Random variables
Outline
Topics
- Random variable as mathematical objects.
- Notation convention for observation/latent
Rationale
Random variables are used as building blocks for two key uses in Bayesian stats: modelling “knowns” (observations) and “unknowns” (latent variables/parameters/prediction).
Definition
A (real) random variable is a function from a sample space \(S\) to the reals, \(X : S \to \mathbb{R}\).
Example:
- Continuing the example with \(S = \{1, 2, 3, 4\}\).
- Consider \(X(s) = 1\) if \(s\) is odd, and \(X(s) = 0\) otherwise.
Probabilist’s notation
- Let \(X\) denote a random variable.
- The notation \((X = 1)\) or \((X \in E)\) is invalid in set theory.
- Therefore, probabilists “gave it a meaning” as follows:
\[(X = 1) = \{s : X(s) = 1\}.\]
Example: Consider \(X(s) = 1\) if \(s\) is odd, and \(X(s) = 0\) otherwise. Then \((X = 1)\) corresponds to the red circle.
Conventions: probability vs Bayesian
Probability convention:
- Random variables are denoted with capitals in probability theory
- The same letter in small cap is used for a dummy variable holding the output of the random variable.
- Note: “A dummy variable holding the output of the random variable” is called a realization.
- Example: \(X\) for the random variable and \(x\) for its realization.
- We will start off using this convention in the first few weeks.
Bayesian statistics convention:
- Often the capitalization convention is not used in the Bayesian statistics literature.
- Hence we will eventually drop the probability theory capitalization convention.
More conventions
- \(X\): unobserved random variable (synonym of “unobserved”: latent)

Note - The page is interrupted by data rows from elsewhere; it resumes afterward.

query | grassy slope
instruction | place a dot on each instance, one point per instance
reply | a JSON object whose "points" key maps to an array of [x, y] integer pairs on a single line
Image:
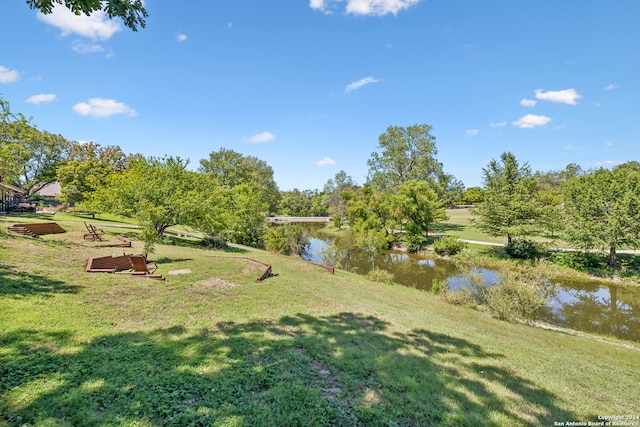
{"points": [[459, 224], [301, 348]]}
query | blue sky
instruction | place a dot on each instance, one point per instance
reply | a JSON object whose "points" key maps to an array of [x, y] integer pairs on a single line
{"points": [[308, 86]]}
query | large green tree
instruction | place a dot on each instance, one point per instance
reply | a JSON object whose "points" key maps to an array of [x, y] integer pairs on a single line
{"points": [[160, 193], [13, 154], [418, 203], [231, 169], [409, 153], [132, 12], [86, 169], [338, 191], [510, 207], [603, 209], [405, 153], [28, 156]]}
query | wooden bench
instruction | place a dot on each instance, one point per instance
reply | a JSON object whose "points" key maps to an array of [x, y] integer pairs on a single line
{"points": [[93, 233], [124, 264], [266, 273], [122, 242], [36, 230]]}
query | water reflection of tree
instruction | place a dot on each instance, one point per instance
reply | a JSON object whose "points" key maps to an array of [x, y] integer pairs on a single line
{"points": [[617, 315]]}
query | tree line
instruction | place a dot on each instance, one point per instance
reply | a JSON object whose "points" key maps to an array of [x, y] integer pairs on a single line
{"points": [[406, 192]]}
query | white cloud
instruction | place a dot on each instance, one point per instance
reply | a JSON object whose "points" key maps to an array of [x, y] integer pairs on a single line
{"points": [[609, 162], [318, 5], [531, 120], [7, 75], [41, 98], [358, 84], [364, 7], [95, 26], [261, 138], [566, 96], [100, 108], [528, 102], [327, 161], [84, 48], [498, 124]]}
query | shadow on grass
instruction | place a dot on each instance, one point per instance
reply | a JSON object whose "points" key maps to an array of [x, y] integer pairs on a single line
{"points": [[166, 260], [345, 369], [18, 283], [446, 227]]}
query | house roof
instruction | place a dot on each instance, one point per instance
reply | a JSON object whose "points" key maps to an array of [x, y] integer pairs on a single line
{"points": [[12, 188]]}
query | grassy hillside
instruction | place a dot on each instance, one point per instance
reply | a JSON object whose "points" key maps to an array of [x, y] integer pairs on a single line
{"points": [[210, 346]]}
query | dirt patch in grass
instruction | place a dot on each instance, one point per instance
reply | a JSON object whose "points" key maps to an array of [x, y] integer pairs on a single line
{"points": [[183, 271], [215, 283]]}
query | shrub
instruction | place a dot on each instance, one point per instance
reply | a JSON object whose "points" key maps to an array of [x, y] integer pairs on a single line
{"points": [[578, 260], [214, 242], [438, 286], [524, 249], [517, 295], [380, 276], [413, 237], [448, 246]]}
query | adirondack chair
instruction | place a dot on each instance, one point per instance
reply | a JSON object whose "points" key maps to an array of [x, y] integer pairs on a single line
{"points": [[139, 265], [93, 233]]}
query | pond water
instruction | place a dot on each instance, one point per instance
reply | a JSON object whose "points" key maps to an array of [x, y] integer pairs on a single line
{"points": [[580, 305]]}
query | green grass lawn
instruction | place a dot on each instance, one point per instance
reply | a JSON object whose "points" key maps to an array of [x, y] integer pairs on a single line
{"points": [[213, 347], [459, 223]]}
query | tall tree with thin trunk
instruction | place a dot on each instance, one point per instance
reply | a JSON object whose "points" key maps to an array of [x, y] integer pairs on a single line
{"points": [[602, 210], [510, 206]]}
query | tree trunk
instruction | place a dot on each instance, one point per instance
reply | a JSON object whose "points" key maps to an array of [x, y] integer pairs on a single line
{"points": [[613, 263]]}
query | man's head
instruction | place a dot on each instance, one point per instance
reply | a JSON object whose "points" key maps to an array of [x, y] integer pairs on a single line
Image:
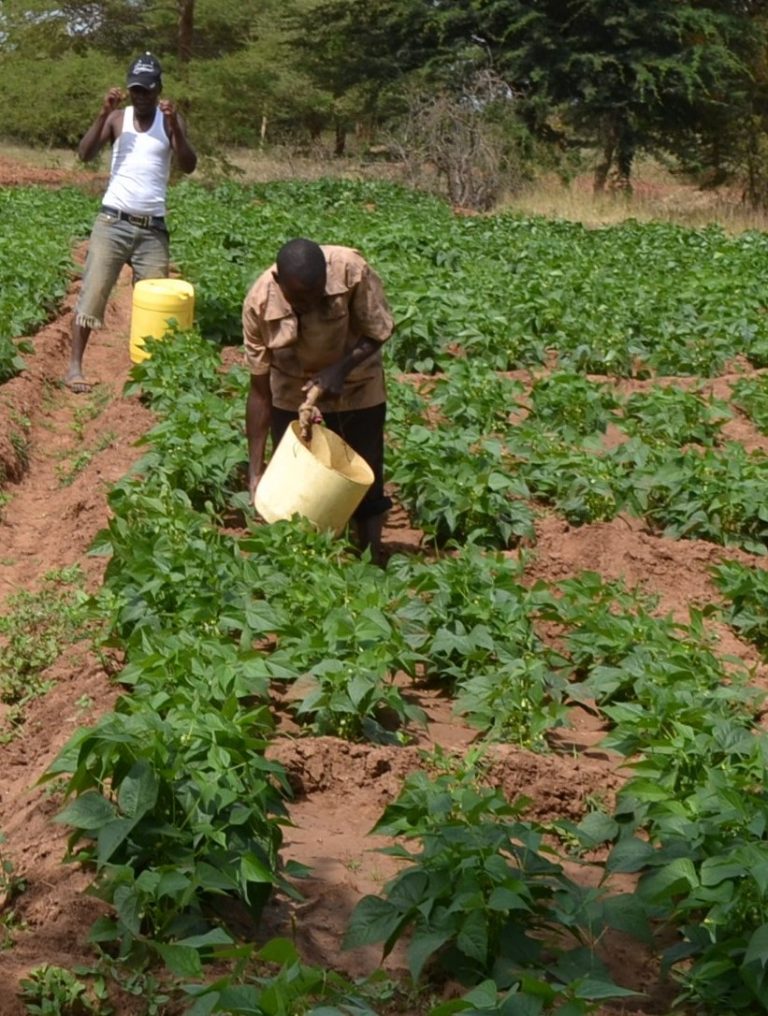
{"points": [[144, 81], [301, 273]]}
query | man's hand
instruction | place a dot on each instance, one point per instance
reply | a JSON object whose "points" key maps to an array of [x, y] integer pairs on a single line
{"points": [[254, 479], [169, 111], [308, 413], [112, 100], [330, 379]]}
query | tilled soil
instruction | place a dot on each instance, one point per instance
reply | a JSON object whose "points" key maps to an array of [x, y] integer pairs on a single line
{"points": [[340, 789]]}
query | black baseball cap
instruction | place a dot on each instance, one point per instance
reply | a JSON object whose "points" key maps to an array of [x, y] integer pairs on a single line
{"points": [[145, 72]]}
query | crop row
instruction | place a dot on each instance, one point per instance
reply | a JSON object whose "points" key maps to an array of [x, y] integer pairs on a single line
{"points": [[174, 801], [634, 299], [627, 300], [37, 231]]}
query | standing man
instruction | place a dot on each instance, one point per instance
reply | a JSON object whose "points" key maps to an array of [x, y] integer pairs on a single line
{"points": [[318, 318], [130, 228]]}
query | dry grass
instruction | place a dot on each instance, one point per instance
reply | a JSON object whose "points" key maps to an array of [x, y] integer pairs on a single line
{"points": [[658, 195]]}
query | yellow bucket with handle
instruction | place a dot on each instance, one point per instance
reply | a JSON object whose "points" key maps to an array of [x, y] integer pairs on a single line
{"points": [[157, 304], [323, 480]]}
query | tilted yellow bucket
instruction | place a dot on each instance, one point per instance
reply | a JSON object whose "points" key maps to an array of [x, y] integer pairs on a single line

- \(Y\): observed random variable
More precisely:
- \(Y\) is the “mechanism of observation”..
- whereas the actual observation is a realization \(y\) of \(Y\).
Extension
A random vector is a function from a sample space to \(\mathbb{R}^n\).
Example in Bayesian statistics: the vector \((X, Y)\) containing both the unobserved and observed quantities.